I thought this article at The Midwesterner was particularly thought-provoking for how it may relate to Dallas-Fort Worth and its identity. The basis of the article is the basic question of whether density was a good thing. The final thesis arrived at was that for global cities, those that compete as world class exporting centers of cultural foment, density is absolutely critical. This makes sense in the Creative Cities, Density of the Educated discussion. Smart people interacting in a participatory manner with each other energizes the creative process.

However, the flip side is that more regionally based cities are precisely that way because the lack of density is desirable for those that live there. The Urbanophile misguidedly alleges this is due to the nature of being able to drive anywhere in the the particular town in fifteen minutes. So those in cities of lower wages should be more dependent on potentially volatile gas prices and spend a greater percentage of their income, ie greater tax burden on making their daily connections?

In my estimation, this probably has more to do with Zipf’s Law and a more natural cultural and personal predilection to various population densities (and the local and cultural amenities inherent) than anything as mundane or prosaic as “they like driving and the ease at which they do so.” As the Midwesterner and Bruce Katz point out, they probably just haven’t yet realized the price of expanding outward faster than population growth can support (particularly in rust belt cities).
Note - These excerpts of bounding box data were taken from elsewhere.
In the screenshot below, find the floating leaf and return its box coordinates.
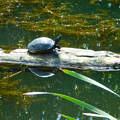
[62,69,120,97]
[24,92,117,120]
[58,113,76,120]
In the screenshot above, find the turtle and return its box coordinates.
[28,35,62,54]
[28,35,62,78]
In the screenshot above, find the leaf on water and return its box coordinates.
[62,69,120,97]
[23,92,117,120]
[58,113,76,120]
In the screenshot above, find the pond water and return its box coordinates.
[0,0,120,120]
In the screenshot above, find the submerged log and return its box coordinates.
[0,47,120,71]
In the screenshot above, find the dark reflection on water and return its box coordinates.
[0,0,120,120]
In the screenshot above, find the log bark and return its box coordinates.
[0,47,120,71]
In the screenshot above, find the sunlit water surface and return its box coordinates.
[0,0,120,120]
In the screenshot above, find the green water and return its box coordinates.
[0,0,120,120]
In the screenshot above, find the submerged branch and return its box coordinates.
[0,47,120,71]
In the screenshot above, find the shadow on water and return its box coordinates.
[0,0,120,120]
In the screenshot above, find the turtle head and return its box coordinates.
[55,35,62,45]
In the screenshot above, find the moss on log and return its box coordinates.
[0,47,120,71]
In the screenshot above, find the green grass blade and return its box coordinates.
[24,92,117,120]
[62,69,120,97]
[58,113,76,120]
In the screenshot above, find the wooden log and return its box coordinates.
[0,47,120,71]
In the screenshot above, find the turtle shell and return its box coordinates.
[28,37,55,53]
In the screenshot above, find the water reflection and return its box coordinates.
[0,0,120,120]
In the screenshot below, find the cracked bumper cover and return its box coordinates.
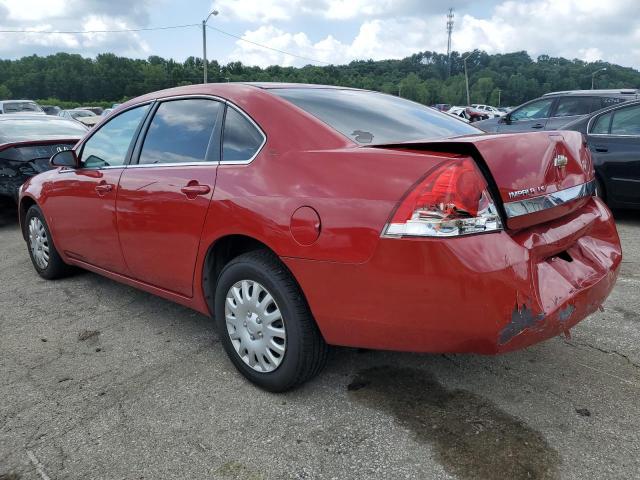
[284,198,622,354]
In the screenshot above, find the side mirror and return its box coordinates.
[49,150,78,168]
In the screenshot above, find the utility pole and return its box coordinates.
[202,10,218,83]
[447,8,454,76]
[462,52,473,107]
[591,67,607,90]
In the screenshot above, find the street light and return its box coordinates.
[462,52,475,107]
[202,10,218,83]
[591,67,607,90]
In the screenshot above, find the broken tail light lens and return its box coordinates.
[383,158,502,237]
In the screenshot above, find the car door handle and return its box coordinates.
[180,182,211,198]
[96,183,113,196]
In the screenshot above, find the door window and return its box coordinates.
[139,98,222,165]
[80,105,149,168]
[511,98,554,122]
[554,97,593,117]
[590,112,613,135]
[611,105,640,135]
[222,107,265,162]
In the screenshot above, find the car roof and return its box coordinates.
[543,88,640,97]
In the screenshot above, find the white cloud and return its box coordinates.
[223,0,640,67]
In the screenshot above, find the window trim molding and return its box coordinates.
[219,100,267,166]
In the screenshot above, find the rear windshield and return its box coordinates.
[2,102,42,113]
[270,88,482,145]
[0,115,87,143]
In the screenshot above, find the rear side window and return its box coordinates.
[222,107,265,162]
[611,105,640,135]
[590,112,613,135]
[555,97,594,117]
[269,88,482,145]
[138,98,222,165]
[510,98,554,121]
[81,105,149,168]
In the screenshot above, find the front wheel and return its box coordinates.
[24,205,72,280]
[215,250,328,392]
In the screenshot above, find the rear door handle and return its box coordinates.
[96,183,113,196]
[180,181,211,198]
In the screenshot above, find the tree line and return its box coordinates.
[0,50,640,107]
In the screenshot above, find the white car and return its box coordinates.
[0,100,46,115]
[471,103,506,118]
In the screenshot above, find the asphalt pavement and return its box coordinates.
[0,201,640,480]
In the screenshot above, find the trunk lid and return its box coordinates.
[376,131,595,229]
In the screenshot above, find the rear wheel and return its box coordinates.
[24,205,72,280]
[215,250,328,392]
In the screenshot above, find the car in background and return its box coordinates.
[0,114,88,200]
[76,107,104,115]
[471,103,506,118]
[446,107,489,123]
[433,103,451,112]
[0,100,45,115]
[563,101,640,208]
[59,108,102,128]
[19,83,622,391]
[41,105,62,115]
[476,89,640,133]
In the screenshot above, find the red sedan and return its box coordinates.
[20,84,621,391]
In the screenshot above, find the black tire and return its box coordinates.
[23,205,73,280]
[214,250,329,392]
[596,177,607,203]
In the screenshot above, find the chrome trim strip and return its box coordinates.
[504,180,596,218]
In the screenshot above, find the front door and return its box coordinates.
[47,105,149,274]
[117,98,224,297]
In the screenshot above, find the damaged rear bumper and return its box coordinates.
[284,198,622,354]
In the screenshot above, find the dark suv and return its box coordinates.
[474,89,640,133]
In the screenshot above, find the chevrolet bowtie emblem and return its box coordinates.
[553,155,569,168]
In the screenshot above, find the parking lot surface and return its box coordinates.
[0,201,640,480]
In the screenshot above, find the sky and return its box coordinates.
[0,0,640,68]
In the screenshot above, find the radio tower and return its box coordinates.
[447,8,453,76]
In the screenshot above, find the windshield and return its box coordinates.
[2,102,42,113]
[270,88,483,145]
[0,117,87,142]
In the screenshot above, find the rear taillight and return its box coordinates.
[383,158,502,237]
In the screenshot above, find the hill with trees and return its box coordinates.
[0,50,640,106]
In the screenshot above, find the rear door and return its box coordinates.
[498,98,556,133]
[117,97,224,297]
[589,105,640,204]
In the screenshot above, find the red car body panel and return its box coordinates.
[21,84,621,353]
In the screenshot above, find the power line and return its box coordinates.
[0,23,199,35]
[207,25,331,65]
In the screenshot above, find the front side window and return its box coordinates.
[139,98,222,165]
[222,107,264,162]
[510,98,553,122]
[611,105,640,135]
[80,105,149,168]
[555,97,593,117]
[589,112,613,135]
[270,88,482,145]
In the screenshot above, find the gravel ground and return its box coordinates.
[0,201,640,480]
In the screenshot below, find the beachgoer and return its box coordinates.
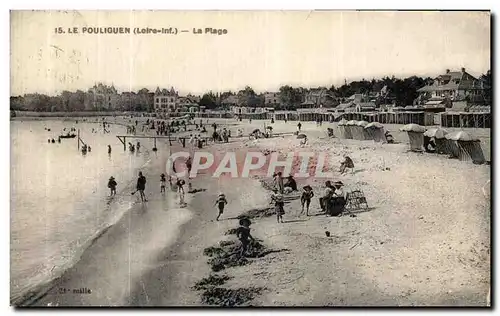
[319,181,335,214]
[160,173,167,193]
[214,192,227,221]
[339,156,354,174]
[300,185,314,216]
[328,181,346,216]
[273,172,284,194]
[136,171,148,202]
[236,218,255,257]
[271,189,285,223]
[176,179,186,205]
[186,156,192,176]
[300,136,307,147]
[108,177,118,196]
[283,175,297,191]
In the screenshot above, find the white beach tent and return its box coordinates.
[365,122,387,143]
[445,131,485,164]
[346,120,360,140]
[344,120,356,139]
[400,124,425,151]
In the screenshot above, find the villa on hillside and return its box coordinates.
[415,68,490,111]
[298,88,339,109]
[85,83,121,110]
[264,92,281,107]
[154,87,179,112]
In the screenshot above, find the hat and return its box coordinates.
[240,217,252,226]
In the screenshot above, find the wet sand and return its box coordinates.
[22,121,490,306]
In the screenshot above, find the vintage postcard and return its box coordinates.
[10,10,492,308]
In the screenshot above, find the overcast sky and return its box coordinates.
[11,11,490,95]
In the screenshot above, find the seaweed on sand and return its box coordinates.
[237,207,276,219]
[192,274,232,291]
[203,240,286,272]
[224,228,238,235]
[201,287,265,307]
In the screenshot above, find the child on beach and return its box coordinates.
[108,177,118,196]
[160,173,167,193]
[300,185,314,216]
[236,218,255,257]
[175,179,186,204]
[214,192,227,221]
[271,189,285,223]
[136,171,148,202]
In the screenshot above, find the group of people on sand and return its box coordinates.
[108,171,148,202]
[271,165,353,223]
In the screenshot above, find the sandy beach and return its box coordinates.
[22,120,490,306]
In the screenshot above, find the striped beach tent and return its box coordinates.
[337,119,348,138]
[445,131,486,164]
[400,124,425,152]
[424,127,450,154]
[347,120,363,140]
[357,121,373,140]
[345,120,356,139]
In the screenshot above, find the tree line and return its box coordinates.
[10,70,492,111]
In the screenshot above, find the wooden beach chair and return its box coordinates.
[344,189,368,214]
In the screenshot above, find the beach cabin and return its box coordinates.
[400,124,425,152]
[365,122,387,143]
[337,119,347,138]
[445,131,486,164]
[424,127,450,154]
[357,121,373,140]
[345,120,357,139]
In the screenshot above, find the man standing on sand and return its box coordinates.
[319,181,335,214]
[136,171,148,202]
[274,172,285,194]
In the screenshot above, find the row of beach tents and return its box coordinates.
[338,120,387,143]
[338,120,485,164]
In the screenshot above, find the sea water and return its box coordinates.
[10,121,158,301]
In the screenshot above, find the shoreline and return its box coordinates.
[13,118,490,307]
[16,138,189,308]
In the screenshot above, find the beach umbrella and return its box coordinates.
[400,123,425,133]
[424,127,448,138]
[365,122,384,128]
[445,131,479,142]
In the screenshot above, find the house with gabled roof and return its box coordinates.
[416,68,490,108]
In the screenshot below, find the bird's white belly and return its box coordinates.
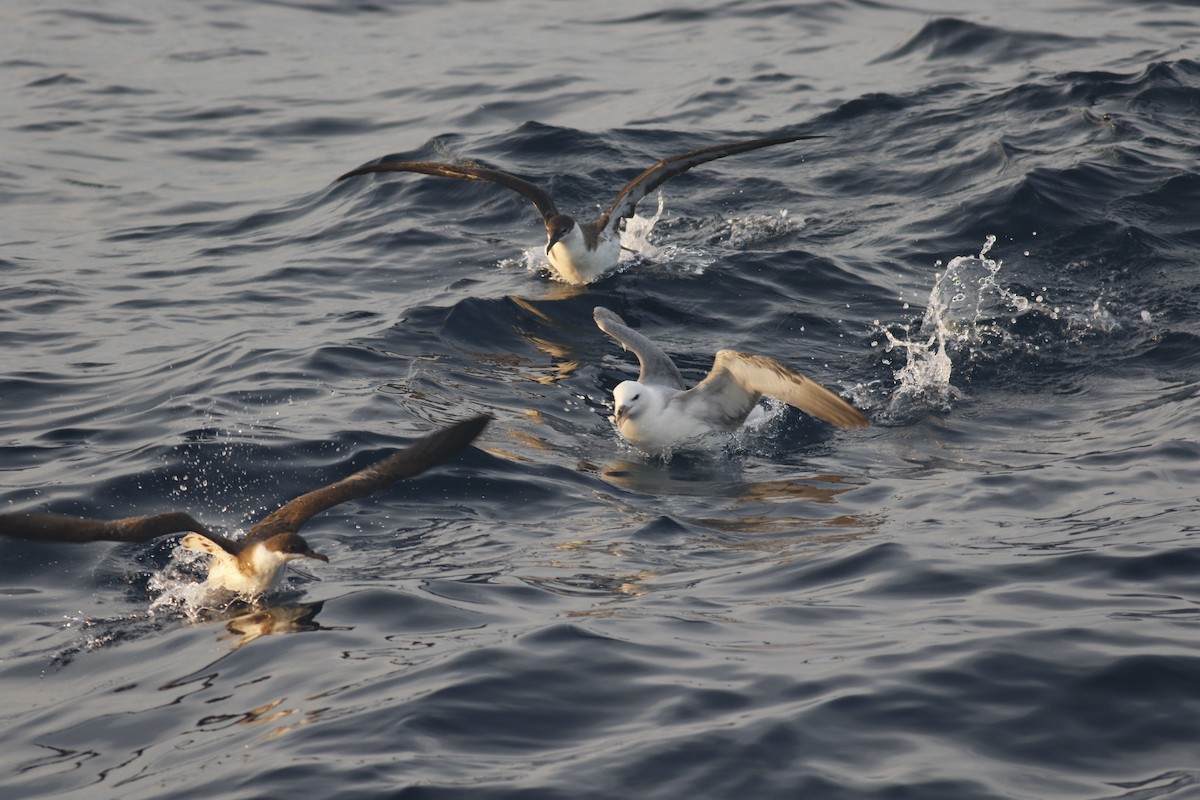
[208,545,284,595]
[617,413,716,452]
[546,231,620,283]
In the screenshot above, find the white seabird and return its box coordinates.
[0,415,491,597]
[337,136,824,284]
[593,306,868,453]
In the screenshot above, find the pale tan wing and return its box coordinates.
[672,350,868,429]
[0,511,240,554]
[337,161,558,219]
[244,415,492,543]
[592,306,688,390]
[596,136,826,230]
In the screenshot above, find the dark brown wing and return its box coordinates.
[0,511,240,555]
[244,415,492,543]
[337,161,558,219]
[596,136,826,230]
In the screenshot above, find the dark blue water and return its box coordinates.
[0,0,1200,800]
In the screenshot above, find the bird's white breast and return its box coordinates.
[208,543,288,595]
[546,225,620,283]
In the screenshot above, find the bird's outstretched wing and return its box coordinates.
[337,161,558,219]
[592,306,688,391]
[0,511,240,555]
[596,136,826,230]
[674,350,868,429]
[244,415,492,543]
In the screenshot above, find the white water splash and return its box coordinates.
[148,545,235,622]
[883,235,1030,413]
[726,209,808,249]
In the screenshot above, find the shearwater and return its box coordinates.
[337,136,824,284]
[593,306,868,452]
[0,415,491,597]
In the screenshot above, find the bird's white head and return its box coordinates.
[546,213,580,255]
[612,380,662,438]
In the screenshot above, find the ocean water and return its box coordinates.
[0,0,1200,800]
As far as Dallas is concerned this raises a question that I can’t answer. Dallas likes to see itself as a global city errr “world class,” perhaps masking its own insecurities with false bravado. But, there also seems to be a perception (and one that I enjoy as well), of Dallas being a collection of smaller towns, loosely interconnected. Of course, the less dense, loosely connected does not a global or world class city make, but it is very much the perfect embodiment of the modern polycentric of satellite city form.

Are the two even as mutually exclusive as they seem?

My guess is that indeed density is necessary for the cauldron of creativity bubbling over in World Class Cities (and the draw that creates in importing talented people), but not necessary at all for livable places.

So which is it Dallas, which do you want to be? A global player or a looked down upon wild west podunk town on steroids? Do we want to compete with OKC and Austin (which are rapidly urbanizing themselves, catching up?) or NYC, London, Vancouver, Paris, Hong Kong, et al?

Of course, if we focus strictly on livability, we could be competing with Zurich and Copenhagen, which wouldn’t be a bad thing at all.